I have never been a big one for counting days to keep track of my cycle. Marking my predicted and confirmed bleeding/ovulating days on a calendar seemed tacky, but that is probably just because I was a self-conscious late bloomer (I spent so long hiding the absence of my periods that it made sense to hide the presence of them so as not to hilight the previous absence, right? oh, angst!). I do count sometimes, but I don't maintain any awareness of what number I am at each day.
Also, the idea of my behaviour and mood being influenced by my cycling hormones used to irk me. I wanted whatever I was feeling to be taken seriously, not dismissed as PMS or the like. Now I appreciate the combination of things that make me feel a certain way. I am a bio-robot.

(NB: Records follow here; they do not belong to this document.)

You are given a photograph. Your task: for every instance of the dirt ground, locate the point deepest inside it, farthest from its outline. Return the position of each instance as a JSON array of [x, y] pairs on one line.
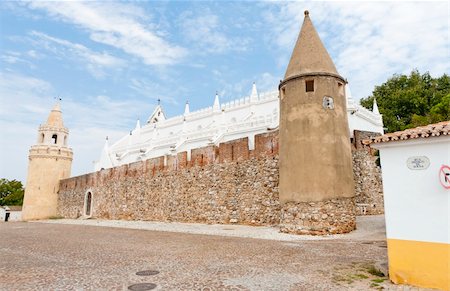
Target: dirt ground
[[57, 256]]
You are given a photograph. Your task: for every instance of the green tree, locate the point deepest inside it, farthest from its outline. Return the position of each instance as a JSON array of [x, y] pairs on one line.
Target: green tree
[[410, 101], [11, 192]]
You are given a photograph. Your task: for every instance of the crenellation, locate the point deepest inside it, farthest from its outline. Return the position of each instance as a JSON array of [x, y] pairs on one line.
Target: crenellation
[[216, 186]]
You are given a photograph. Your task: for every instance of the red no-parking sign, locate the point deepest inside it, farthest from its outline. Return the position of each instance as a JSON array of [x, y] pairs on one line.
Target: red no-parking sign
[[444, 176]]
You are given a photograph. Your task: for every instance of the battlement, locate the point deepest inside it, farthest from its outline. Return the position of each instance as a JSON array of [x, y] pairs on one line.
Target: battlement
[[265, 144]]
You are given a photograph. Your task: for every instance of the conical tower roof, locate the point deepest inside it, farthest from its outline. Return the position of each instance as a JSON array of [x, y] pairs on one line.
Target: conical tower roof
[[55, 117], [310, 55]]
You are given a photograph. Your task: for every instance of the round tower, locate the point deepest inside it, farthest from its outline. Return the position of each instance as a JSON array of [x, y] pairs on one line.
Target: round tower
[[50, 160], [316, 175]]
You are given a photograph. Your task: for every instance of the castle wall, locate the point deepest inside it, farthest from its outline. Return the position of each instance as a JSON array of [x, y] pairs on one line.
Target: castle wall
[[368, 186], [224, 184], [47, 166]]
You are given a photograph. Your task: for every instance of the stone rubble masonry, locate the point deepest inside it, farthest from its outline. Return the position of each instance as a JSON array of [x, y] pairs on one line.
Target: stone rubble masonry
[[228, 184], [368, 186]]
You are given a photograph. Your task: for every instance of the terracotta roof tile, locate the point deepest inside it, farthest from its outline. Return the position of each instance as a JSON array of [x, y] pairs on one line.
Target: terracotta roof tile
[[436, 129]]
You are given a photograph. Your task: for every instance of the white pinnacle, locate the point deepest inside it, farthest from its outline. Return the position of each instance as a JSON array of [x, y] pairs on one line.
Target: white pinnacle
[[375, 107], [186, 108], [254, 94]]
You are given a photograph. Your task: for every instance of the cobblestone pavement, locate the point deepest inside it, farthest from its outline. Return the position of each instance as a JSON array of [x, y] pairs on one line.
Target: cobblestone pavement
[[43, 256]]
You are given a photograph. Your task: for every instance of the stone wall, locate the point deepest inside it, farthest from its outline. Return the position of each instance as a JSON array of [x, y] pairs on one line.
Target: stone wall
[[224, 184], [368, 181]]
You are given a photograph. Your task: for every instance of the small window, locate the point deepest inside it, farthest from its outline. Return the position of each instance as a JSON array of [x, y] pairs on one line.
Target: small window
[[309, 85], [328, 103], [341, 88]]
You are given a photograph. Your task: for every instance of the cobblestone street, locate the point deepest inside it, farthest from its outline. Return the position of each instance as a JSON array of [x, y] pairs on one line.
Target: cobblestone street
[[44, 256]]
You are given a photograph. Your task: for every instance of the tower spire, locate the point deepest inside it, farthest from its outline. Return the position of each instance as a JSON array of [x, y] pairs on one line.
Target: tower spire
[[309, 55], [55, 117]]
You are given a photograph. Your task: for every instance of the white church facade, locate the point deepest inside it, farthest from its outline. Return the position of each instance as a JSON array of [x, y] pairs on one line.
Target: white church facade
[[245, 117]]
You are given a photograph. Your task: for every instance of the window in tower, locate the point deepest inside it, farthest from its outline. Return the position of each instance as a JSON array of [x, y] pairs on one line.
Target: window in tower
[[309, 85], [340, 88]]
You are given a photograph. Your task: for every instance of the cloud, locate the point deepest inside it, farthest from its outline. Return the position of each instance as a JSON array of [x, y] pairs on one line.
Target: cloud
[[204, 31], [119, 25], [12, 57], [94, 62], [369, 41]]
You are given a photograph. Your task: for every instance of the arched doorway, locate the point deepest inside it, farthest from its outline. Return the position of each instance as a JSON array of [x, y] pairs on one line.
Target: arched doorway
[[88, 204]]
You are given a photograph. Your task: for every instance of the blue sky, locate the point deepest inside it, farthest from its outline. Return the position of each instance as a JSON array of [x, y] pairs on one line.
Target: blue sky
[[111, 61]]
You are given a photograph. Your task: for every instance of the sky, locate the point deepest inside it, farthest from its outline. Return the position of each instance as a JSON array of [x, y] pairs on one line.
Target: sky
[[111, 61]]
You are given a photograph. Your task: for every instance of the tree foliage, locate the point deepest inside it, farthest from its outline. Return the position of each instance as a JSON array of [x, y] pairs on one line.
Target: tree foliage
[[11, 192], [411, 101]]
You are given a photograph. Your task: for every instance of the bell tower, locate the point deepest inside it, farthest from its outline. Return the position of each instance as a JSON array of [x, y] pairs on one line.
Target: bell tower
[[50, 160], [316, 175]]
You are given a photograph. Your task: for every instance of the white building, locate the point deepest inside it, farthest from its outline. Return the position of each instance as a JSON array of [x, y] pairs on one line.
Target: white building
[[416, 182], [245, 117]]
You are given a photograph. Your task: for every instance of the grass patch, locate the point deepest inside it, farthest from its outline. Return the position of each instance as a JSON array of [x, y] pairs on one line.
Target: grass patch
[[374, 271], [361, 276]]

For about the first year of my bleed-hood I didn't really bother counting days at all. There was about a 6 month gap between my first two periods, and then they slowly got closer together. I used to start preparing for bleeding four weeks after my last period, just as a guess.
Later I would count by weeks. Bleeding week (though I wouldn't bleed all week), nothing week, ovulated week, pre-bleeding week, bleeding week again. That is still how I envision my cycle; not as a circle the way it is always drawn out, but as a stack of calendar-square days set up in weeks. I never attempted to predict exactly when I'd start bleeding.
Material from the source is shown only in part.